In 2001, Geisel and Muhimbili University of Health and Allied Sciences in Tanzania began a research collaboration in the area of TB and HIV.
This partnership, known as the DarDar Programs has expanded to include extensive programs in research, training/capacity building and healthcare delivery. Over the years, faculty and students from Geisel, Dartmouth College, Tuck Business School and Thayer School of Engineering have participated in this broad based effort. In recent years, Dartmouth undergraduates and medical students have traveled to Dar es Salaam to work in the pediatric HIV clinic, participate in care on the wards of Muhimbili National hospital, assist in the conduct of research studies, and do public health outreach work.
Through a series of consecutive training grants from the Fogarty International Center of NIH beginning in 2003, several Tanzanian medical and research professionals have earned their MPH and PhD degrees from Geisel, and are now back in Tanzania helping to build research, education and clinical programs. In 2013, researchers from Geisel were awarded a five-year grant from the Fogarty International Center at the U.S. National Institutes of Health (NIH) to create a first-of-its-kind, HIV-TB-specific research institute in East Africa.
Most significant to this endeavor has been the research work led by Geisel Professor Dr. Ford von Reyn to develop a new TB vaccine.
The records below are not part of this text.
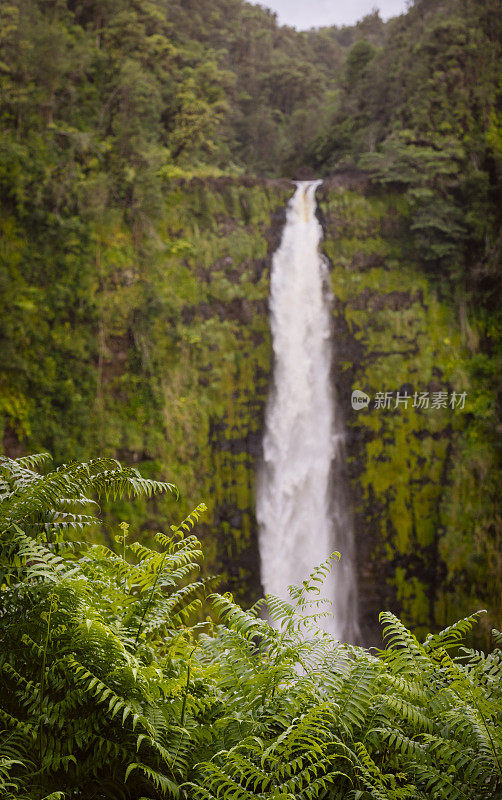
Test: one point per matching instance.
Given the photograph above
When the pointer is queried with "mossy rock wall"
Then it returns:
(159, 354)
(422, 538)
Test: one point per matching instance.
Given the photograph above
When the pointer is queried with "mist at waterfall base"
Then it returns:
(301, 495)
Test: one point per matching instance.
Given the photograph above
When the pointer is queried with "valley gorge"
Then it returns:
(177, 385)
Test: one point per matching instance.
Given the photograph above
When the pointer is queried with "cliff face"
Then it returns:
(200, 357)
(162, 358)
(159, 354)
(421, 479)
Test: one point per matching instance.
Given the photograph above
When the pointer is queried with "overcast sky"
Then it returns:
(305, 14)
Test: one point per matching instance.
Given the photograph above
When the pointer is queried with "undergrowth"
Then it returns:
(111, 688)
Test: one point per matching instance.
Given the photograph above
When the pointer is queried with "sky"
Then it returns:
(303, 14)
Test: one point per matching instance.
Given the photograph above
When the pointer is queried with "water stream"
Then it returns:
(302, 507)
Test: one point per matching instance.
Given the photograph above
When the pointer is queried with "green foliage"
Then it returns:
(95, 645)
(109, 690)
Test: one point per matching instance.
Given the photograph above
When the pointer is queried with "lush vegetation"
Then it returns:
(109, 690)
(134, 264)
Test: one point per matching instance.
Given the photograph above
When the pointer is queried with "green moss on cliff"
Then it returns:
(416, 540)
(171, 363)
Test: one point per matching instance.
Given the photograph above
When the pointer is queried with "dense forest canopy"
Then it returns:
(109, 106)
(146, 149)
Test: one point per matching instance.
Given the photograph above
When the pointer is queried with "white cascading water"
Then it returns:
(301, 503)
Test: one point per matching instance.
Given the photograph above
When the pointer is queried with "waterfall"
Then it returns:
(302, 509)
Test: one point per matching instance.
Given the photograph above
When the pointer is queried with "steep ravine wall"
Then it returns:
(162, 358)
(418, 481)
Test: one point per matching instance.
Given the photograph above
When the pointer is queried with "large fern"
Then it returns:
(109, 689)
(90, 706)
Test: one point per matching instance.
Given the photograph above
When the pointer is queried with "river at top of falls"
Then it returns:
(301, 495)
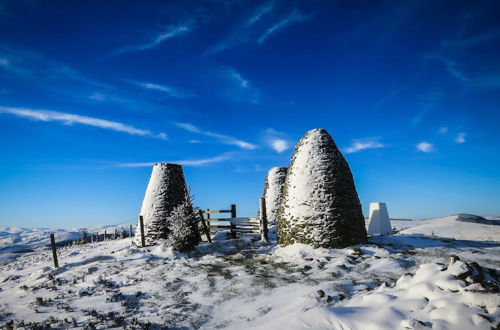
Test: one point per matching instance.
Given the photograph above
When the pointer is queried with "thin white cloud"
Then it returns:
(225, 139)
(276, 140)
(486, 81)
(240, 89)
(190, 162)
(169, 32)
(280, 145)
(443, 130)
(39, 69)
(243, 33)
(293, 17)
(430, 101)
(68, 119)
(363, 144)
(164, 89)
(425, 147)
(460, 138)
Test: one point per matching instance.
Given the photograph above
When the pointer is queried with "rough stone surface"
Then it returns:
(166, 190)
(379, 222)
(273, 191)
(184, 223)
(320, 205)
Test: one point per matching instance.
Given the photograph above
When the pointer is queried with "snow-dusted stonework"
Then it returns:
(379, 223)
(184, 225)
(166, 190)
(273, 191)
(320, 204)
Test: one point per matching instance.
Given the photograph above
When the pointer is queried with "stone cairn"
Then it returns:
(166, 190)
(273, 191)
(320, 205)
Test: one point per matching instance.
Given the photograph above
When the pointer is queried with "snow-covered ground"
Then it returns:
(403, 281)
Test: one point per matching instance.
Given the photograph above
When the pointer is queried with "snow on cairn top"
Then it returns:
(273, 189)
(320, 205)
(166, 189)
(379, 222)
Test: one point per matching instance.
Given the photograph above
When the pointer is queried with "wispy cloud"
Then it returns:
(239, 88)
(259, 26)
(156, 39)
(363, 144)
(189, 162)
(164, 89)
(42, 70)
(425, 147)
(277, 140)
(428, 104)
(242, 33)
(443, 130)
(293, 17)
(225, 139)
(448, 52)
(460, 138)
(69, 118)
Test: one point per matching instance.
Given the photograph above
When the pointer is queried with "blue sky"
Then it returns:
(93, 92)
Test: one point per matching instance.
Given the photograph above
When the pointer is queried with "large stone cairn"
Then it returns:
(273, 191)
(166, 190)
(320, 205)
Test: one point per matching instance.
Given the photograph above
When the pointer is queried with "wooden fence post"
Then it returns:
(233, 210)
(233, 215)
(143, 241)
(263, 220)
(207, 232)
(54, 251)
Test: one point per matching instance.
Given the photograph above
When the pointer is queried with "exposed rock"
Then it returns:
(320, 205)
(166, 190)
(273, 191)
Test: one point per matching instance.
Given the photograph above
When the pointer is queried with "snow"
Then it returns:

The vaccine, known as DAR-901, has been jointly researched by von Reyn and colleagues in the United States and Tanzania.
Globally, there are more than 20 research groups working on novel TB vaccine development, and Dartmouth’s group is the first to have successfully completed an efficacy trial of one of the candidates. In 2014, Geisel and Aeras, a global nonprofit biotech, announced a collaboration to jointly conduct the necessary clinical testing of this promising new vaccine. Aeras is working with Geisel to manufacture the vaccine and support the first clinical trial. If confirmed as effective, DAR-901 will be the first new TB vaccine since 1928.
In 2006, the DarDar Pediatric Program (DPP) was established with funding from the Foundation for the Treatment of Children with AIDS. Housed in a site adjacent to an adult HIV care program, DPP provides specialized pediatric care to over 700 HIV-infected children and their parents/caregivers. Dartmouth faculty contribute to the management of this program, offering clinical guidance and expertise and providing opportunities for operations research to improve healthcare delivery of comprehensive HIV care to children and adolescents.
Dartmouth colleagues have also received funding to provide technical assistance to strengthening the public health curriculum at Muhimbili University’s School of Public Health and to support and further develop the university’s ethic review board.